Io stesso, quando l’ho conosciuto di persona, nel 1990, mi sono ritrovato davanti un uomo minuto, mite, che parlava poco e con una voce sommessa; non ci siamo detti granché, complici la sua ritrosia e la mia timidezza di traduttore alle prime armi, e Callado mi è sembrato un uomo stanco, provato dalla fatica di aver espresso, con la sua letteratura, tutte le ansie e i tumulti che lo avevano agitato nel corso della vita.
Tornando alla sua scrittura, possiamo dire che lo stile risente delle sperimentazioni del nouveau roman francese, nella sintassi frammentata che richiama la non-linearità della memoria e l’andirivieni scomposto delle emozioni. I generi sono mescolati, la memoria non è sicura di sé stessa, il falso si fa passare per vero, frustrando ogni certezza del lettore. Ma questo approccio, trasportato nell’«inferno verde» dell’Amazzonia o nell’inferno delle tentazioni della sua versione miniaturizzata, il Giardino botanico di Rio, non può esimersi dal bagnarsi nell’estetica barocca, che peraltro aveva affascinato gli scrittori del nouveau roman con il suo gioco infinito di specchi. Claude Simon aveva definito questi rapporti come “il tentativo di restituzione di un retablo barocco a partire dai frammenti ritrovati in una cappella in rovina”.
Il fantastico, il mistero, la rivisitazione del romanzo poliziesco si offre come un racconto spettrale in cui il passato è sempre in agguato, pronto a sfigurare un presente agitato da angosce.
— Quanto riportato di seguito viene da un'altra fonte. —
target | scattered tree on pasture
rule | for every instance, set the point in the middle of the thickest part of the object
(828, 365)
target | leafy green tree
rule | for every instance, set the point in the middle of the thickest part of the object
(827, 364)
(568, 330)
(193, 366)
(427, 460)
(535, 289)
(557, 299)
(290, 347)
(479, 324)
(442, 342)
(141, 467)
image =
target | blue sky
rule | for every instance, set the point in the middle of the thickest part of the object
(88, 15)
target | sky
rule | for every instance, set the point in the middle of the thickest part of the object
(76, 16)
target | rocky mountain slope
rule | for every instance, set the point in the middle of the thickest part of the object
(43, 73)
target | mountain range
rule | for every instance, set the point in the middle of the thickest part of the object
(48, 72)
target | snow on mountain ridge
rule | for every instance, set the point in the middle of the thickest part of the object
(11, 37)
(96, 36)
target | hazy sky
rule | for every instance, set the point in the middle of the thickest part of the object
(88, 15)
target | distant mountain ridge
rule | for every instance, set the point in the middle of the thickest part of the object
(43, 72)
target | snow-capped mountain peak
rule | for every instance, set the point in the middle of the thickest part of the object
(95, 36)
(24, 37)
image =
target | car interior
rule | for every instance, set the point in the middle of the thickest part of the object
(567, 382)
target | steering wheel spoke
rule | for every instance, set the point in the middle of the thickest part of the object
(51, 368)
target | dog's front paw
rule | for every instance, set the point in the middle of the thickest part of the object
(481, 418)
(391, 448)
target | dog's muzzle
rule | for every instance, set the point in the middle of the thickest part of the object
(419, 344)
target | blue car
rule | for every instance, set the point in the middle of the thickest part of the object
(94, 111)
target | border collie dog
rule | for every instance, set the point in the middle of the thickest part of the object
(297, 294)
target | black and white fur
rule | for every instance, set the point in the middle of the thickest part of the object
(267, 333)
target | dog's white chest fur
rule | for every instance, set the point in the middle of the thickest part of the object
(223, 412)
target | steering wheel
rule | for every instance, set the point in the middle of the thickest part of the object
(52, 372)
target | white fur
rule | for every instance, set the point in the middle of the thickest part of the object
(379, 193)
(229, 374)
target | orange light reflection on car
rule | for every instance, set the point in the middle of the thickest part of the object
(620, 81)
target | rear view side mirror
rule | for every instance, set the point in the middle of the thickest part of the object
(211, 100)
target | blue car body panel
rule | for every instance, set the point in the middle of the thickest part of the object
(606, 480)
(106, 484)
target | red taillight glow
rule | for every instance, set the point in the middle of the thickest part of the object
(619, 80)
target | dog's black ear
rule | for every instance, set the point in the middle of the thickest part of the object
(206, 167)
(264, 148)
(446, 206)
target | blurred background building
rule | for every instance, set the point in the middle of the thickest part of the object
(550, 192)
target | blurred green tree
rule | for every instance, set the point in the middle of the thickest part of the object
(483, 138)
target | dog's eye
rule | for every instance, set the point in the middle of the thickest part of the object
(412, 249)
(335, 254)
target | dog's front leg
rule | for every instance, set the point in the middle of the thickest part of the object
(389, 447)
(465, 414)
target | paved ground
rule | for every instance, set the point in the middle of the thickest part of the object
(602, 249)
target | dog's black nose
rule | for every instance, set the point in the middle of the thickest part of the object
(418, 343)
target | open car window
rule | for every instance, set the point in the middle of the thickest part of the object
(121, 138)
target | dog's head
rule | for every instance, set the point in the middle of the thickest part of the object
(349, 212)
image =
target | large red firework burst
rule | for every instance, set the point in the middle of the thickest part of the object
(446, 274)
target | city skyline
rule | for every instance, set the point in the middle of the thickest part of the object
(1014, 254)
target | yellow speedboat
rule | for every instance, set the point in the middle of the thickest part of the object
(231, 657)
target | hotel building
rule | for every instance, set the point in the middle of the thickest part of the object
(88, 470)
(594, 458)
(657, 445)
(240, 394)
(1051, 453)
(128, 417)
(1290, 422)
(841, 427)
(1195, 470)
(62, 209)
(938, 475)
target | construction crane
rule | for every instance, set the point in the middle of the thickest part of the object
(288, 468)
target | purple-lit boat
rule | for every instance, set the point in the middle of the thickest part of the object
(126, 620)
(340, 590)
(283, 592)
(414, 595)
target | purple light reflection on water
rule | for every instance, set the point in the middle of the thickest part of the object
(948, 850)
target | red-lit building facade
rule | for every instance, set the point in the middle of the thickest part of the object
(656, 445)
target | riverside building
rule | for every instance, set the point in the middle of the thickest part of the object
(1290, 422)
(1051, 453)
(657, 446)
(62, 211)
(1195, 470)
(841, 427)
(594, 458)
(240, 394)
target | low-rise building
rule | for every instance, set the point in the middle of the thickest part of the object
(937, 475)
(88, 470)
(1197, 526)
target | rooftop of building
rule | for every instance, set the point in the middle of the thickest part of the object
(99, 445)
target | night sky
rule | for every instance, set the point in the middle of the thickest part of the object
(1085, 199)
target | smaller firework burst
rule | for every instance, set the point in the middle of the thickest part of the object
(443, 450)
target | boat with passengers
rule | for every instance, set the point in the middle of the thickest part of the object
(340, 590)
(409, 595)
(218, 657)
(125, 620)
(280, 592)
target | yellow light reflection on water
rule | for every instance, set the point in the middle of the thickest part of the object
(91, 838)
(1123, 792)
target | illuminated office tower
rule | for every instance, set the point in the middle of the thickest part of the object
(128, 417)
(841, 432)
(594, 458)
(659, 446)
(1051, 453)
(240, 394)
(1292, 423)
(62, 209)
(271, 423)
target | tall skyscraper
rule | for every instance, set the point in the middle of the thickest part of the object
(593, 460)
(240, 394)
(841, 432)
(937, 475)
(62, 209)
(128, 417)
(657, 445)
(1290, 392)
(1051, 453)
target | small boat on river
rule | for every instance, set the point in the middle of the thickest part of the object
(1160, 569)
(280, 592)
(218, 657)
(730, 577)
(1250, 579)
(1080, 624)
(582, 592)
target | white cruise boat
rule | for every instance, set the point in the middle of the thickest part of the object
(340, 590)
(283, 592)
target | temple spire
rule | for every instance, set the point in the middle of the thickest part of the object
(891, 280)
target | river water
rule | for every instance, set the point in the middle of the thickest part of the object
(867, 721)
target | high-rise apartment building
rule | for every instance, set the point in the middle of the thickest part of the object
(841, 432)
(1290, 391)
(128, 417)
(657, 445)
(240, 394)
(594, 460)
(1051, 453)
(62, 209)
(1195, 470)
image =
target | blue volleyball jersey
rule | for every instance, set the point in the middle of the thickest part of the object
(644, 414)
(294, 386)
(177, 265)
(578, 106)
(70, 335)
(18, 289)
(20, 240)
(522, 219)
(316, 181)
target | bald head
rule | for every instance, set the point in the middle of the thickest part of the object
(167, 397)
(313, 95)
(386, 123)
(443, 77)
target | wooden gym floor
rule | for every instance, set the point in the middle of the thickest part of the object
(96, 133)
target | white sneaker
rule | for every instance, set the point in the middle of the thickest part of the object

Il fraseggio di Callado è tormentato, il lessico esuberante e con incursioni meditate in linguaggi specialistici (la medicina, ad esempio) e nel parlato. Insomma, qualcosa di lontano da certe scritture disciplinate e uniformate oggi tanto di moda ma proprio per questo, secondo me, molto appetibile per il mercato italiano. Senza dubbio un autore da riscoprire.